Religious traditions
Present-day Christian religious bodies known for conducting their worship services without musical accompaniment include some Presbyterian churches devoted to the regulative principle of worship, Old Regular Baptists, Primitive Baptists, Plymouth Brethren, most congregations among the churches of Christ, the Old German Baptist Brethren , the Eastern Orthodox Christian Church and the Amish. Many Mennonites also conduct some or all of their services without instruments. Sacred Harp, a type of religious "folk" music, is an a cappella style of religious singing, but is more often sung at singing conventions than at church services.
Christian a cappella polyphony began to be developed in Europe around the late 1400s; early works are often identified with Josquin des Prez. The early a cappellas seem to have had an accompanying instrument, although this instrument doubled the singers and were not independent. By the 1500s, a cappella polyphony had been fully developed; Giovanni Pierluigi da Palestrina's works are considered excellent examples. After Palestrina, the cantata began to take the a cappella's place.

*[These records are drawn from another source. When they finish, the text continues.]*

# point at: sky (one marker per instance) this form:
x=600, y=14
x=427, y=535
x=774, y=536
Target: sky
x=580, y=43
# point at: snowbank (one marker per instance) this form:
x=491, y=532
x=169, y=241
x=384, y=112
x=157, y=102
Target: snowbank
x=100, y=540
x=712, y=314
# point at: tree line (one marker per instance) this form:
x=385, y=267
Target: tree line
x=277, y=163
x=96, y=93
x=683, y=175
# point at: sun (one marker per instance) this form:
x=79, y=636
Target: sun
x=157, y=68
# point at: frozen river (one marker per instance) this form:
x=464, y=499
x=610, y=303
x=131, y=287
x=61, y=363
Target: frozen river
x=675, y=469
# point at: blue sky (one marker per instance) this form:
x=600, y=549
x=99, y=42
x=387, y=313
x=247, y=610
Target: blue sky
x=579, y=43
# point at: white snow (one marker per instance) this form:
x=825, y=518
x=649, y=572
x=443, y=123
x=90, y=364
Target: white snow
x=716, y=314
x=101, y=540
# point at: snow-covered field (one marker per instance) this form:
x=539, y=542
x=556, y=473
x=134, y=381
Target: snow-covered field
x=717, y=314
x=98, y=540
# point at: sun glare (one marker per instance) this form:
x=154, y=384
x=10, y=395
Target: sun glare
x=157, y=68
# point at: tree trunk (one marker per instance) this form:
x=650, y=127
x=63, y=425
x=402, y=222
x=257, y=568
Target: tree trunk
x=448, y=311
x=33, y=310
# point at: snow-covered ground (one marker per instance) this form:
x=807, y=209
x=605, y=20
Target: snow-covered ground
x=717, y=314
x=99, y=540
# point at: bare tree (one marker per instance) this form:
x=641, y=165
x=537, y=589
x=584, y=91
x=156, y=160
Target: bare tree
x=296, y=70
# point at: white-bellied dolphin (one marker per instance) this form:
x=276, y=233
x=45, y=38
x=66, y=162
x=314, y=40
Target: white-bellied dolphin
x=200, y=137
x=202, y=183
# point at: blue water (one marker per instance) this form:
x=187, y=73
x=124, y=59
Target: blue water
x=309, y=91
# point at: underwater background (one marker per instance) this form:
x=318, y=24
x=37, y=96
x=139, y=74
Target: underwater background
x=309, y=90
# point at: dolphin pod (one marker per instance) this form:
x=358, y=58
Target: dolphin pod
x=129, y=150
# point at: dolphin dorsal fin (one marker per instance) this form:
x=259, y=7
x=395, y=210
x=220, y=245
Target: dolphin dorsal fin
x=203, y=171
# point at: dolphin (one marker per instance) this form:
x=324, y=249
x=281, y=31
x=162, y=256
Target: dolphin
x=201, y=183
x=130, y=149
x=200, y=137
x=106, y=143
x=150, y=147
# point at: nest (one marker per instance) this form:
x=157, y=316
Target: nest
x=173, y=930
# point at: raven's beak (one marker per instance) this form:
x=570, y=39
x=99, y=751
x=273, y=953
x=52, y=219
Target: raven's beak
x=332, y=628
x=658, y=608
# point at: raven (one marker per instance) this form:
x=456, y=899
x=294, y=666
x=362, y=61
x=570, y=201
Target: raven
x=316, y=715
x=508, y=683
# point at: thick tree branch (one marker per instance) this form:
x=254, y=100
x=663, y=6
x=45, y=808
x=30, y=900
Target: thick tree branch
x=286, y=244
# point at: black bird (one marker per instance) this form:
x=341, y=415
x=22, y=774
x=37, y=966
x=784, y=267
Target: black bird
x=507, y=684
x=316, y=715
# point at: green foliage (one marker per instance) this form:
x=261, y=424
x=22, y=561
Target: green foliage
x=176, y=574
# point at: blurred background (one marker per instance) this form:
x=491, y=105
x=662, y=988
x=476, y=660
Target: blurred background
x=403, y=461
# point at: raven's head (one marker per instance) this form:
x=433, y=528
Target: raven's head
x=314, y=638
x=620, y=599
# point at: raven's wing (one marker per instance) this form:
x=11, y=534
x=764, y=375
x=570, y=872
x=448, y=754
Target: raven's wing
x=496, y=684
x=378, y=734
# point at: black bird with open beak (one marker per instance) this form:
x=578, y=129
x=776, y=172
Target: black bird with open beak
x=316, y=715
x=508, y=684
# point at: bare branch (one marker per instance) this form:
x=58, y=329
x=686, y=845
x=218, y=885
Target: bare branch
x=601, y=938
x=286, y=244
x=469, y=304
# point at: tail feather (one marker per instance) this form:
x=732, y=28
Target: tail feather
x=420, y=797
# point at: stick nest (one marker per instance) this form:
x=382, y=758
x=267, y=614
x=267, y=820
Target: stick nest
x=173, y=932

Traditional Jewish religious services do not include musical instruments. The use of instruments is traditionally forbidden on the Sabbath out of concern that players would be tempted to repair their instruments, which is forbidden on those days. (This prohibition has been relaxed in many Reform and some Conservative congregations.) Similarly, when Jewish families and larger groups sing traditional Sabbath songs known as zemirot outside the context of formal religious services, they usually do so a cappella, and Bar and Bat Mitzvah celebrations on the Sabbath sometimes feature entertainment by a cappella ensembles. Moreover, many Jews consider the 49-day period of the counting of the omer between Passover and Shavuot to be a time of semi-mourning when instrumental music is not allowed. This has led to a tradition of a cappella singing sometimes known as sefirah music.

Some Muslims have also adopted the idiom of a cappella music. Muslim a cappella songs are called anasheed.